Tuscaloosa’s city budget to focus on improving police force


Last night, Tuscaloosa Mayor Walt Maddox proposed his budget plan for the 2020 fiscal year to the city council. This budget, arranged by Maddox and his team of financial officers, account managers and budget planners, outlined the projections for both revenue and expenditures that the city plans to see in the upcoming year. 

The presentation began with comments that drove the vision of Maddox and his team, starting with “public safety must be first” on their list of priorities.


  • One major part of the Mayor’s proposed budget calls for $1.2 million to be allocated towards broadly improving public safety. Nearly half of the proposed $1.2 million would go towards expanding and modernizing the police force, including the hiring of six new police officers and the modernization of body cameras and tasers. 
  • Maddox also highlighted what the strengthening of these programs can do for citizens struggling with mental health issues. Maddox said he wants to address those issues before they even have the chance to turn criminal.

“We do not want people struggling with their mental health in the criminal justice system,” reads a comment from surveyed community members. “That is not where they belong and it will only make things worse for them.”

  • Additionally, some of the money would go toward the purchase of a National Integrated Ballistics Information Network (NIBIN) machine, which would allow law enforcement to scan and share ballistics data from shell casings. 

According to Communications Director Richard Rush, the city is currently paying for the upfront cost of purchasing and other entities, such as the city of Northport, Tuscaloosa County and the University, are paying for membership and service fees. Rush said the city is currently working through the details with other entities so that the whole community can have access to the machine and software. 

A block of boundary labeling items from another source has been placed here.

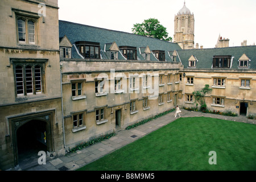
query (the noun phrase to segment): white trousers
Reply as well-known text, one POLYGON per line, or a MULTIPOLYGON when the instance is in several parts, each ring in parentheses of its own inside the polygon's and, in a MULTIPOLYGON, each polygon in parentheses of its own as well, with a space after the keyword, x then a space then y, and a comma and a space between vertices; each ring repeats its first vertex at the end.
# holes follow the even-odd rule
POLYGON ((180 113, 177 113, 177 112, 175 113, 175 117, 176 118, 176 117, 177 116, 177 113, 179 114, 179 115, 180 117, 180 113))

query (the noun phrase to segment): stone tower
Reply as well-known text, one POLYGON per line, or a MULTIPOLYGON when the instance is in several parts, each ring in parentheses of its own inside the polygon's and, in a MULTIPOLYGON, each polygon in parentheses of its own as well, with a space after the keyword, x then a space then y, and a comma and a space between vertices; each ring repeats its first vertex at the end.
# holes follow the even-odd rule
POLYGON ((174 18, 174 42, 183 49, 194 48, 194 14, 186 7, 179 11, 174 18))

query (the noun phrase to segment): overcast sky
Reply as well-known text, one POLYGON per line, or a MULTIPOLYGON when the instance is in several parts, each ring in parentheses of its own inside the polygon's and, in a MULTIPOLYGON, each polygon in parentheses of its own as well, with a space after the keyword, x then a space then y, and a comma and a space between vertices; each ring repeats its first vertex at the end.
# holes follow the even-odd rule
MULTIPOLYGON (((131 33, 133 24, 158 19, 174 37, 174 16, 184 0, 59 0, 59 19, 131 33)), ((213 48, 218 35, 229 46, 256 43, 255 0, 186 0, 194 14, 195 44, 213 48)))

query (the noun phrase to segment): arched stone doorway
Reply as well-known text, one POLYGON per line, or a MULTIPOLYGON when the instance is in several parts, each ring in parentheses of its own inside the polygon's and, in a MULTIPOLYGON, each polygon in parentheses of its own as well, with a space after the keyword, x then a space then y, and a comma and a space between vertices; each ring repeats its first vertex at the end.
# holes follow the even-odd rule
POLYGON ((52 113, 13 120, 15 166, 22 169, 38 164, 40 151, 53 151, 52 113))
POLYGON ((25 167, 37 164, 38 152, 46 152, 47 150, 46 135, 45 121, 33 119, 19 127, 16 131, 16 138, 20 167, 25 167))

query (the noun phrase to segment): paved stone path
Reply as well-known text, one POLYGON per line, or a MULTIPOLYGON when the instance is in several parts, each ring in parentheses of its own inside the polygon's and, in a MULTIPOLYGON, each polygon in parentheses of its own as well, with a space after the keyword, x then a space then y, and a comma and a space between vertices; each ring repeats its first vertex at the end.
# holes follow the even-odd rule
MULTIPOLYGON (((247 119, 245 116, 228 117, 218 114, 191 111, 184 109, 181 109, 181 110, 182 111, 181 117, 203 116, 252 124, 255 124, 256 122, 255 120, 247 119)), ((76 170, 172 122, 178 118, 175 118, 174 114, 175 112, 168 113, 129 130, 119 130, 115 136, 112 136, 109 139, 101 141, 95 144, 77 150, 75 153, 68 154, 65 156, 52 159, 48 158, 46 164, 38 164, 25 170, 76 170)))

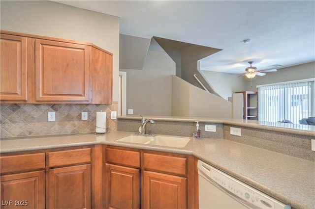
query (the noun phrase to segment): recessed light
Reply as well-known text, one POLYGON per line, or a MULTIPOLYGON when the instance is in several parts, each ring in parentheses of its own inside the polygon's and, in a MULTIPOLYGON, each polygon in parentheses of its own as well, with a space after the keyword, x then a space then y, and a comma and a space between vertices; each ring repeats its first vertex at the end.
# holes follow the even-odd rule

  • From there, about a third of the money would go towards the upkeep and renovation of Tuscaloosa’s One Place, Children’s Center, and SAFE Center. The remaining $130,000 or so would be allocated towards hiring new staff members for Tuscaloosa Fire and Rescue. 
  • “Elevate Tuscaloosa,” while proposed last night, is still a developing project. Updates on the council’s plans will follow. For the complete budget proposal, including specific finances, please see the City of Tuscaloosa’s official webpage. 


  • In order for these programs to be funded, a motion was raised to increase the city’s contribution to the sales tax. Currently, of the 9% tax Tuscaloosa shoppers bare, 4% is paid to the State of Alabama, 3% is paid to Tuscaloosa County, and the final 2% goes to the City of Tuscaloosa. This past July, the Tuscaloosa City Council, by a vote of 4-2, agreed to raise the overall tax to 10% (effective Oct. 1). 
  • While this increase may alert residents, Maddox explained the financial impact that sales tax revenue has on the city. In 2020, sales and use tax revenue is projected to make up 52% of the city’s total income. In his formal budget proposal for 2020, Maddox outlined exactly how much money he believed this 1% increase would generate in 2020: $869,483. 
  • Since 2015, there has been a 10% increase in the earnings brought about by sales tax, with an approximate 1.92% increase each year. Elevate Tuscaloosa, Maddox’s complete overhaul of a variety of Tuscaloosa programs, estimates that 94% of its total revenue will be from sales tax alone. 



The council will meet again on Tuesday, Sep. 3 at 6 p.m. following its closure on Labor Day (Monday). The agenda, as well as a livestream of the meeting, can be found on their website.